“That’s all he really wanted out of life, was love.”
After the death of an infamously self-absorbed newspaper tycoon named Charles Foster Kane (Orson Welles), a magazine editor (Philip Van Zandt) sends a reporter (William Alland) to investigate the meaning of Kane’s final word (“Rosebud”) by viewing newsreels and interviewing various key players in his life — including Kane’s business manager (Erskine Sanford), his estranged friend (Joseph Cotten), his second wife (Dorothy Comingore), and his butler (Paul Stewart).
- Agnes Moorehead Films
- Flashback Films
- Joseph Cotten Films
- Marital Problems
- Orson Welles Films
- Paul Stewart Films
Response to Peary’s Review:
Peary argues that “Orson Welles’s debut film can justifiably be called the greatest picture of all time because it not only taught other directors how to tell a story through film but also taught moviegoers how to watch a film”. He writes that the “film is about a search for the essential missing part (‘Rosebud’) needed to document a man’s life”, and notes that Welles “creates ‘realism’ (the ‘true’ picture of Kane) through illusion and expressionism, and so his picture becomes a tribute to the camera”. He adds:
“The visuals show past events not as the six storytellers remember them but as the filmmakers (primarily director Welles and cameraman Gregg Toland) interpret the storytellers’ words… We learn about Kane and the other characters not only through dialogue and action but through Welles’ creative, flamboyant use of props, screen space, set design, music, editing, sound (including voice inflections), costumes, freeze frames, deep-focus photography, and lighting.”

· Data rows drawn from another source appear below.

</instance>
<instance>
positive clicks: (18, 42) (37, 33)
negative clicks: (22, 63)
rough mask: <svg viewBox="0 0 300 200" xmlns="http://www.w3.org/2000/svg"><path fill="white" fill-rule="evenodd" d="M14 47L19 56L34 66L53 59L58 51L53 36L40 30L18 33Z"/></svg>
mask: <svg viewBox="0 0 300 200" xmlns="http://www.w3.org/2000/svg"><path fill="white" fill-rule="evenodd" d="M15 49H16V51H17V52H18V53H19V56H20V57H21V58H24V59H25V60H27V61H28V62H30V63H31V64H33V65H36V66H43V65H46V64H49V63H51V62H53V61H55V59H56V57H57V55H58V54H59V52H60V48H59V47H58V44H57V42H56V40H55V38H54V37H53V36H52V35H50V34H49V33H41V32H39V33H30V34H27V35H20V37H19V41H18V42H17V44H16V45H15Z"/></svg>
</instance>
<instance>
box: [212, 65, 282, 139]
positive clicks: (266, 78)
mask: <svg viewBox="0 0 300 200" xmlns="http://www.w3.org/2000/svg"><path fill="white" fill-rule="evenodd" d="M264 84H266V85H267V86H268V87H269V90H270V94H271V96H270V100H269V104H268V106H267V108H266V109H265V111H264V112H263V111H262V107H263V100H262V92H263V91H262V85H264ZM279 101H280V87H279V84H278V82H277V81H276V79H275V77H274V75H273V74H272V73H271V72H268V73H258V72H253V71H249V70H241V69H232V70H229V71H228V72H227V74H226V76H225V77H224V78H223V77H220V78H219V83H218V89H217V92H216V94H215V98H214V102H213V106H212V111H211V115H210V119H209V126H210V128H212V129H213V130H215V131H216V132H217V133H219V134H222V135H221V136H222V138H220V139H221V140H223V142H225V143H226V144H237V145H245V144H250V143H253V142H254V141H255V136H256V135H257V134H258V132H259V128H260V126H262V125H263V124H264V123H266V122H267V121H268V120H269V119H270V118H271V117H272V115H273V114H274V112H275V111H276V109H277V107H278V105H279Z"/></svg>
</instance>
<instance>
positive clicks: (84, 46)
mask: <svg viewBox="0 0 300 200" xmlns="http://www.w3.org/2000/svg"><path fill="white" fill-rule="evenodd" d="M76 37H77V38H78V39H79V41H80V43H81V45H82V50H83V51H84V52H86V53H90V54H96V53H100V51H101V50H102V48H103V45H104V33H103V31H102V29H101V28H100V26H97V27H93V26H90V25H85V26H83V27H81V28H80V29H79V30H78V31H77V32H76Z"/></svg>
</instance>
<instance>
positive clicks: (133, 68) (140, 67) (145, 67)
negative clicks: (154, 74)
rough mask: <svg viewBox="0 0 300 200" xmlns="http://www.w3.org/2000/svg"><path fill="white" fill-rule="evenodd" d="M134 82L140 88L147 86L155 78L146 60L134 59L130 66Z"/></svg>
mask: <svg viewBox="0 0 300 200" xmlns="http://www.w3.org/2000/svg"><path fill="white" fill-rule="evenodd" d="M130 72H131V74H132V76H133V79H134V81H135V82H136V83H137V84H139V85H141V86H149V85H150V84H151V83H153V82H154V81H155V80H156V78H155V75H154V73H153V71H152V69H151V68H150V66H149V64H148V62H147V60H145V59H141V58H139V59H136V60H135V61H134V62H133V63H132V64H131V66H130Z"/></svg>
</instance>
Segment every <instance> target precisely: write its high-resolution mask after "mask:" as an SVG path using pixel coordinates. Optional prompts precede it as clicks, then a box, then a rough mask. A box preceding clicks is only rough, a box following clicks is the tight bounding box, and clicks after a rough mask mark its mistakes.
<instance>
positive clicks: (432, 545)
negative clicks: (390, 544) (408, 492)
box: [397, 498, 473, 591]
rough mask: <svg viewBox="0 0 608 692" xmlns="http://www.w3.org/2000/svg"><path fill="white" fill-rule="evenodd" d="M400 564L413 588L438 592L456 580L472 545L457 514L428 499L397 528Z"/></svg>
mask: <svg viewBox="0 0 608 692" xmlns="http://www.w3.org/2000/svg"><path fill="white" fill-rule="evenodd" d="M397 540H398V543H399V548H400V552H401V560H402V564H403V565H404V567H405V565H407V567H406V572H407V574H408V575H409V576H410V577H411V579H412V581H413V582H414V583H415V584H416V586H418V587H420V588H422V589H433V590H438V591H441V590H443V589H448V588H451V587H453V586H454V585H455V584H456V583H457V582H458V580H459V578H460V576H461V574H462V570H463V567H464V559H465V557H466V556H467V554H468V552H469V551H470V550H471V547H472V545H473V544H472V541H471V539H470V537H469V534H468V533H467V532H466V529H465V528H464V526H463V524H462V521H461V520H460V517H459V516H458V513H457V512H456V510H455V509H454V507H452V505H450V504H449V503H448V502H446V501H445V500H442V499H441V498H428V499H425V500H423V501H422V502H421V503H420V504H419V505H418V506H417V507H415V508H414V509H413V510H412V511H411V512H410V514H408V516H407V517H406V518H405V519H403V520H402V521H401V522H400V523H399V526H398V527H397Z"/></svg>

Peary further points out that the “picture has great acting, music (by Bernard Herrmann), photography, editing (by Robert Wise), [and] countless classic moments”.
Peary discusses Citizen Kane not only in his GFTFF but in his first Cult Movies book — where he offers an in-depth overview of the film’s notorious production and release — and Alternate Oscars, where he names it Best Picture of the Year, and refers to it as “stunningly directed, magnificently acted, and brilliantly written”. He argues that while not all would consider it “the greatest film ever made”, it’s “at [the] very least… the most influential film of the sound era, the picture that best illustrates the potential of film as a storytelling medium and as an outlet for personal and artistic expression”. All of Peary’s praise rings true: the film does indeed “astonish” those seeing it for the first time, and “repeated viewings only increase the impact”. Whether one merely admires Citizen Kane or actively enjoys it, there is never a visually dull moment; it’s well worth a look or two (or three, or more).
Notable Performances, Qualities, and Moments:
- Gregg Toland’s legendary cinematography
- Excellent use of unusual and diverse sets
- Many memorable images
- Orson Welles as Kane (nominated by Peary as one of the Best Actors of the Year in Alternate Oscars)
- Fine supporting performances
- Herman J. Mankiewicz and Welles’ Oscar-winning script
- Bernard Herrmann’s score
Yes, of course, as a justifiable cult classic.